I want to proof that $S$ is dense. Could you give me any hint? Also, I wonder that is it true for any $\omega_1$-product of separable space? And why is $P$  a ccc space?
 A: Recall that the basic open sets of $P$ are the sets of the form $U = \prod_{\xi < \omega_1} U_\xi$ where $U_\xi \subseteq \{ 0 , 1 \}$ is nonempty, and $U_\xi = \{ 0 , 1 \}$ for all but finitely many $\xi < \omega_1$.  From here it is easy to see that every basic open set meets $S$.  (If $\alpha < \omega_1$ is such that $U_\xi = \{0,1\}$ for all $\xi \geq \alpha$, then construct an appropriate element $\mathbf{x} = \langle x_\xi \rangle_{\xi < \omega_1}$ of $U$ such that $x_\xi = 0$ for all $\xi \geq \alpha$.)

$P$ is ccc because it is a product of separable spaces.
Lemma.   If $\{ X_i : i \in I \}$ is any family spaces such that for each finite $I_0 \subseteq I$ the product $\prod_{i \in I_0} X_i$ is ccc, then $X = \prod_{i \in I} X_i$ is ccc.
proof.   It clearly suffices to show that any family of $\omega_1$-many basic open sets in $X$ is not pairwise disjoint.  So suppose that $\{ U_\xi : \xi < \omega_1 \}$ is a pairwise disjoint family of basic open subsets of $X$.  For each $\xi < \omega_1$ let $A_\xi$ be the set of all $i \in I$ such that the projection of $U_\xi$ on the $i$th coordinate ($\pi_i [ U_\xi ]$) is not full.  Then $\{ A_\xi : \xi < \omega_1 \}$ is a family of finite subsets of $I$, so by the $\Delta$-System Lemma there is an uncountable $B \subseteq \omega_1$ and a finite $I_0 \subseteq I$ such that $A_\xi \cap A_\eta = I^\prime$ for all distinct $\xi , \eta \in B$.  
I claim that $I_0 \neq \varnothing$.  Otherwise given distinct $\xi , \eta \in B$ since $A_\xi \cap A_\eta = \varnothing$ we have that $U_\xi \cap U_\eta \neq \varnothing$, contradicting our assumption that the $U_\xi$ are pairwise disjoint!

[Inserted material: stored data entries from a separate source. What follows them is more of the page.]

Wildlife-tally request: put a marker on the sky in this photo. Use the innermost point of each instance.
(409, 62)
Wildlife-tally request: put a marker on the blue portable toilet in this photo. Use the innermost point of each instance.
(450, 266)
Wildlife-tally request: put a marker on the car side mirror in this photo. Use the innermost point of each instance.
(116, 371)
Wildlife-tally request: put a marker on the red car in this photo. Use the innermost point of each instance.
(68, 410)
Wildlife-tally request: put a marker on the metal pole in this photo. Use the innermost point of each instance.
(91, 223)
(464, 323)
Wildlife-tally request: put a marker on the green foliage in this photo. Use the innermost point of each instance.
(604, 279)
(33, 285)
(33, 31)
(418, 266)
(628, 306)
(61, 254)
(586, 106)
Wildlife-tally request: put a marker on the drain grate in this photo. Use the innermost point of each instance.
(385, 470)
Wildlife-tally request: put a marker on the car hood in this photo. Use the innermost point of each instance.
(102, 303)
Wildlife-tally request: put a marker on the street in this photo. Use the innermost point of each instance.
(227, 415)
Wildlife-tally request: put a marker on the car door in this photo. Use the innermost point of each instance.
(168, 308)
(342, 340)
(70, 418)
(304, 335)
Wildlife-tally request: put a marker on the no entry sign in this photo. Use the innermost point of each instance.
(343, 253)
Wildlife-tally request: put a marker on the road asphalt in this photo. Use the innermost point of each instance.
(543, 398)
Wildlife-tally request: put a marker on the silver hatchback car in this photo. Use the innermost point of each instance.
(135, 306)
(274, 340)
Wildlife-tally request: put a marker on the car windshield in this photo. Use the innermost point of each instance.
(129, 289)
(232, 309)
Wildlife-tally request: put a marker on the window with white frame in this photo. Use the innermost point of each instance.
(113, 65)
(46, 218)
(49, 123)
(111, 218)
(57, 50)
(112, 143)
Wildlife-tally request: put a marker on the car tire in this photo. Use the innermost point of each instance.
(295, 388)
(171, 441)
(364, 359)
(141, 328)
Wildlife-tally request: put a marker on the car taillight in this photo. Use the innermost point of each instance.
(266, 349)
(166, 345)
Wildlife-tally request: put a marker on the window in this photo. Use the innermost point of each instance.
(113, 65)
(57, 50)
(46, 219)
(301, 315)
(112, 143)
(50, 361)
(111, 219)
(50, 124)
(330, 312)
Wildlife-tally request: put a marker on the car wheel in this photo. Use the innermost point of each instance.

For $\xi \in B$ let $V_\xi = \prod_{i \in I_0} \pi_i [ U_\xi ]$.  Each $V_\xi$ is open in $\prod_{i \in I_0} X_i$, and for distinct $\xi , \eta \in B$ we have $V_\xi \cap V_\eta = \varnothing$, contradicting our assumption!       $\Box$
Corollary.   Products of separable spaces are ccc.
proof.   Every separable space is ccc, and finite products of separable spaces are separable.  The result now follows from the Lemma.       $\Box$
(Note that whether products of ccc spaces are ccc is independent of $\mathsf{ZFC}$.  In particular, a Souslin line would be a ccc space whose square is not ccc.  But $\mathsf{MA}(\aleph_1)$ implies that all products of ccc spaces are ccc.)